Eiskalte Berührung - Cole, K: Eiskalte Berührung
Außerdem war ihnen Lukyan, der hitzköpfige Russe, zugefallen. Mochte Kristoff noch so sehr darauf bestehen, dass die ehemaligen politischen Bündnisse durch die Zusammenschlüsse in der Mythenwelt ersetzt worden waren, so stellte der listige König doch stets den Esten einen Russen zur Seite und umgekehrt.
Im Laufe der Nacht gelang es Murdoch immer besser, Geschöpfe der Mythenwelt zu erkennen – sie schienen cleverer, argwöhnischer und betrunkener als die Menschen zu sein – , aber er wusste nach wie vor nicht, was genau sie waren.
Und nicht ein Einziger unter ihnen war bereit, ihnen Informationen zu liefern. Die Frauen ließen ihm gar nicht erst genug Zeit, um sie zu bezirzen. Die Männer sahen allesamt so aus, als ob sie beim geringsten Anlass bereit wären, einen Kampf zu beginnen.
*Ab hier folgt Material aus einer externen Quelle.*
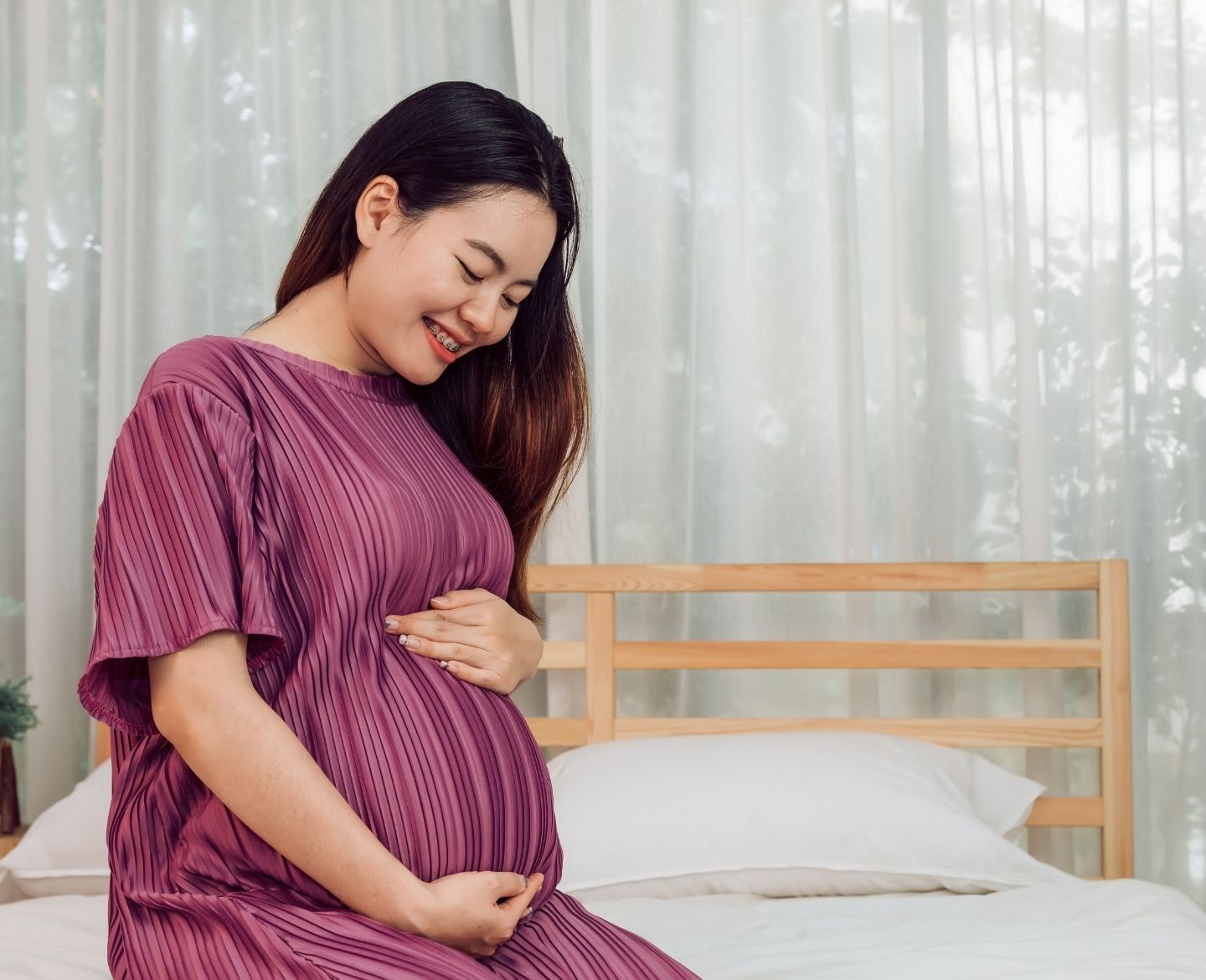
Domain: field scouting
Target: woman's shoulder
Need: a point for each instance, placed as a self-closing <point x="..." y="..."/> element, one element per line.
<point x="213" y="364"/>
Am weitesten war er noch mit einer nur spärlich bekleideten Frau gekommen, deren Körper mit Blattmustern bemalt war. Sie hatte ihm zumindest ein paar Sekunden zugehört, sodass er sich vorstellen und einige Fragen stellen konnte. Zugehört hatte sie allerdings nicht. Sie hatte ihn nur ungeniert angegafft, ab und zu vage genickt und gemurmelt: »Mh-mhh, mein Kleiner, red ruhig weiter, Trixie hört dir zu.«
Das tat sie, bis sich eine weitere Frau, die wie sie gekleidet und bemalt war, zwischen sie warf und der ersten eine empörte Predigt hielt. »Er ist ein Vampir ! Ist dir das denn völlig egal, du Nuttenschlampe von einer Nymphe?«
»Selber!«
Dann waren sie übereinander hergefallen, die Lippen in einem tiefen, wilden Kuss aufeinandergedrückt, und zu Boden gegangen.
Alles in allem hatten die Devianten absolut nichts über Ivos derzeitigen Aufenthaltsort erfahren.
Mitternacht rückte näher, als Rurik, Lukyan und Murdoch auf einem Balkon standen, von dem aus sie einen guten Überblick über das Gedränge unter ihnen hatten. Die beiden anderen stritten sich über diverse Themen, während Murdoch still und in Gedanken versunken danebenstand, tief beunruhigt über Danielas Verhalten.
Natürlich wusste er, wieso sie ihm diesen Streich gespielt hatte. Und er wusste, wieso es das Beste wäre, wenn er sie niemals wiedersehen würde. Warum fühlte er dann nur dieses dringende Bedürfnis, sie aufzuspüren? Er sehnte sich danach, sie zu sehen, ihren Duft noch einmal frisch in sich aufzunehmen.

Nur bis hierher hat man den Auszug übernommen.